Prenatal diagnosis has been shown to improve preoperative condition (but not survival) in hypoplastic left heart and transposition of the great vessels7 and in a group of left heart obstructions including hypoplastic left heart and coarctation.4 None of these studies looked specifically at coarctation. However, prenatal diagnosis of coarctation is easier to assess, as there is a low incidence of termination of pregnancy and a good surgical outcome, so surgical operative variables are removed.

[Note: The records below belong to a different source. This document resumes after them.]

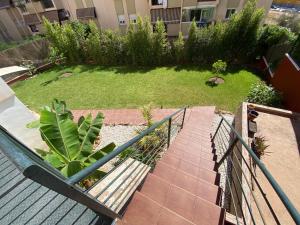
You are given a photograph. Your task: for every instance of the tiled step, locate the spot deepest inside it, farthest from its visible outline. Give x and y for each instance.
(179, 208)
(157, 187)
(180, 161)
(144, 211)
(167, 172)
(181, 152)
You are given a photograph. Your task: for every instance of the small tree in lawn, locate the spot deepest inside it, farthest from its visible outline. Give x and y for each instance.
(178, 48)
(160, 44)
(219, 67)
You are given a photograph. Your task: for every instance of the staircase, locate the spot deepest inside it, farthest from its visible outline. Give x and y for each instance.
(183, 188)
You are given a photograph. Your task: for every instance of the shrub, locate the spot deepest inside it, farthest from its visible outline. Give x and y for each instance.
(68, 40)
(160, 44)
(291, 21)
(240, 37)
(190, 45)
(295, 53)
(139, 42)
(219, 67)
(178, 49)
(261, 93)
(271, 35)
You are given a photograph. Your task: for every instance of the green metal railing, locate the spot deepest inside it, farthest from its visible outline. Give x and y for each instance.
(241, 179)
(34, 167)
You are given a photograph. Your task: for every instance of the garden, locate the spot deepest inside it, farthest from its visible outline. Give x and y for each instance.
(105, 69)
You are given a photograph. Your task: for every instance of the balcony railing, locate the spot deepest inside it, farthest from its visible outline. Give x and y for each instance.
(249, 204)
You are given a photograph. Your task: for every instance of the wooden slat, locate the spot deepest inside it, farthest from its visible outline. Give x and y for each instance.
(125, 184)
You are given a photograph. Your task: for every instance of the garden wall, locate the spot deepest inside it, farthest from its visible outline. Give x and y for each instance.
(36, 51)
(286, 79)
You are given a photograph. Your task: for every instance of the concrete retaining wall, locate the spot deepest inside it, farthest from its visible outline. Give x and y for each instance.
(36, 51)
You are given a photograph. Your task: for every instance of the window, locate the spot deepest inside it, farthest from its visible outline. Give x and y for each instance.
(133, 18)
(201, 15)
(157, 2)
(34, 28)
(47, 4)
(229, 13)
(121, 19)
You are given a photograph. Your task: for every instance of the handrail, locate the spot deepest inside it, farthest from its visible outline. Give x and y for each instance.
(283, 197)
(90, 169)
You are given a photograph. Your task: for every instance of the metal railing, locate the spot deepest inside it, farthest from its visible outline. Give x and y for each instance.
(239, 163)
(34, 167)
(141, 154)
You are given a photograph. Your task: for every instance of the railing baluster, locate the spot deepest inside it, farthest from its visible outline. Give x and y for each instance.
(169, 131)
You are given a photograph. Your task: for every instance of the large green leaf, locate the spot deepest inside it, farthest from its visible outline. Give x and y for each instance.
(60, 133)
(88, 131)
(102, 152)
(72, 168)
(55, 160)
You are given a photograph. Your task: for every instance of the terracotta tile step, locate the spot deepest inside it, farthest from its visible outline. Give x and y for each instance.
(177, 199)
(156, 188)
(179, 161)
(192, 148)
(167, 172)
(202, 154)
(145, 211)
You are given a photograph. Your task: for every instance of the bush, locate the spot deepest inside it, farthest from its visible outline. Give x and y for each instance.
(295, 53)
(139, 42)
(240, 37)
(178, 49)
(219, 67)
(291, 21)
(160, 44)
(261, 93)
(272, 35)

Our study shows that prenatal diagnosis is potentially life saving, with three undiagnosed infants dying at home over the study period. All three children had a normal neonatal examination and were well at the time of discharge from hospital. Paediatric necropsy in the Oxford region is centralised to the John Radcliffe Hospital. A single dataset of cases of congenital heart disease first diagnosed at necropsy was examined in conjunction with the chief paediatric pathologist, and all cases of coarctation first diagnosed after the death of the infant were thus identified.

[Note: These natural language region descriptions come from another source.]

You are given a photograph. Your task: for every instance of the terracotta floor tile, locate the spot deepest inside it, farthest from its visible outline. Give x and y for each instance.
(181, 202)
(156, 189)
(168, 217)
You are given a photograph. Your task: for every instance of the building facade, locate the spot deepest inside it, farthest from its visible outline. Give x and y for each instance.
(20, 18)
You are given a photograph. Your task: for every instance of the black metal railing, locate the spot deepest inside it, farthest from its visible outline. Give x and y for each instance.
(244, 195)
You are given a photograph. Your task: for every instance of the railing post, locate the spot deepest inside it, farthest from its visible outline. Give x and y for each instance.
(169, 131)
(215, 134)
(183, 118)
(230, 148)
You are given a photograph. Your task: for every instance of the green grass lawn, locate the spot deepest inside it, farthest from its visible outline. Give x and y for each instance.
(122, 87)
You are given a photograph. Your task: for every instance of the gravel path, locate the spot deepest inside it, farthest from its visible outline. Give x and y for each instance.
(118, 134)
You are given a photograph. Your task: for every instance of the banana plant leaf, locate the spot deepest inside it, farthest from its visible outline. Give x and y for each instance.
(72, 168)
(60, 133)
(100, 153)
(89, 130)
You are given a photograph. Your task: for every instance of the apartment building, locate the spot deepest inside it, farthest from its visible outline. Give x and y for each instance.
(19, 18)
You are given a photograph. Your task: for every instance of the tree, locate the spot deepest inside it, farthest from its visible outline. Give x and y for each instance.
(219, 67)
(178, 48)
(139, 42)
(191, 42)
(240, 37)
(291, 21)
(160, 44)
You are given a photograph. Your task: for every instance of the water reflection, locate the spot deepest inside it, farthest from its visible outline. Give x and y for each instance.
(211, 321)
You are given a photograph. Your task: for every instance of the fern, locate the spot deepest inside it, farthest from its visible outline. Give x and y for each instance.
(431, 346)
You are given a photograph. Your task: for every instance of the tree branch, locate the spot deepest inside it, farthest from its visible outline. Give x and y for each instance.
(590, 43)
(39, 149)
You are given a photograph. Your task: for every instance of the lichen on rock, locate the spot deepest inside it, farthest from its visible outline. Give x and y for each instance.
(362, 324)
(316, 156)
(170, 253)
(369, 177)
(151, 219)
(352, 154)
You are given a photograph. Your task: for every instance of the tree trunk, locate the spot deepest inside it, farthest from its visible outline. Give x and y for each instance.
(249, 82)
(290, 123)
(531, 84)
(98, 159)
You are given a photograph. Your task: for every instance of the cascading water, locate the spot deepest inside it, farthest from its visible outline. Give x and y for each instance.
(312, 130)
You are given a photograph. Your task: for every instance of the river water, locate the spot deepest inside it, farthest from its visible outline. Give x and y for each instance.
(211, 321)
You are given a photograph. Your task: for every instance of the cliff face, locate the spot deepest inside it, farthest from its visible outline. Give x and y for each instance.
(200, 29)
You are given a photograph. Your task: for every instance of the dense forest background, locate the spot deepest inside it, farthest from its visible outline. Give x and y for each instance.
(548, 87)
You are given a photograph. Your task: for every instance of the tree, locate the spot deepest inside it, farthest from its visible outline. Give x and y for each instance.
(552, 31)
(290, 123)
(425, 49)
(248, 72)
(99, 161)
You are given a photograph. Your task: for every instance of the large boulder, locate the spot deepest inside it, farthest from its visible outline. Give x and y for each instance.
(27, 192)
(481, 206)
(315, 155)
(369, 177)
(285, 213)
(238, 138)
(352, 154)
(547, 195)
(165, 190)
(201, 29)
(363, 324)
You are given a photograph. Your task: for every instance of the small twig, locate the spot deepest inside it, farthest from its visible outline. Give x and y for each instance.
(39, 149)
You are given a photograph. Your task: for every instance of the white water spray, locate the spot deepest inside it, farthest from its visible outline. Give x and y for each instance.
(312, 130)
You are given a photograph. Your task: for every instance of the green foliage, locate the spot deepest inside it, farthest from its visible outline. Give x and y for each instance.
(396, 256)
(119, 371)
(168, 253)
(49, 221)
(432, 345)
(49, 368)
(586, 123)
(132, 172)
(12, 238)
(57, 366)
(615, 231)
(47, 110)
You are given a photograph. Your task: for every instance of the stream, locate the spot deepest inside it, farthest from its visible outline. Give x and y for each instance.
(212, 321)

Antenatal diagnosis also improved preoperative condition—largely as a result of maintaining duct patency, which was 28% in the undiagnosed group but universal in the prenatally diagnosed group. Severe deterioration with collapse or death occurred in 10 of the 22 undiagnosed cases but in none of the prenatally diagnosed group. The overall score for preoperative condition was significantly worse in those infants in whom the diagnosis was not known prenatally. This was despite the exclusion of three fatal cases in the analysis because of insufficient data.

It is unlikely that antenatal diagnosis will detect all cases of neonatal duct dependent coarctation. In particular if there is no ventricular disproportion referral will not be made for fetal cardiac scanning. There may well be cases of coarctation with both normal fetal ventricular proportions and normal transverse arch to pulmonary artery ratios, but these will probably be a minority. They are unlikely to be duct dependent and therefore will not be prone to collapse.


Our retrospective review of a small number of cases of coarctation shows that an accurate diagnosis can be made antenatally. An early diagnosis may improve the preoperative condition of infants presenting for surgery and avoid the tragedy of death at home in undiagnosed cases of an eminently treatable condition.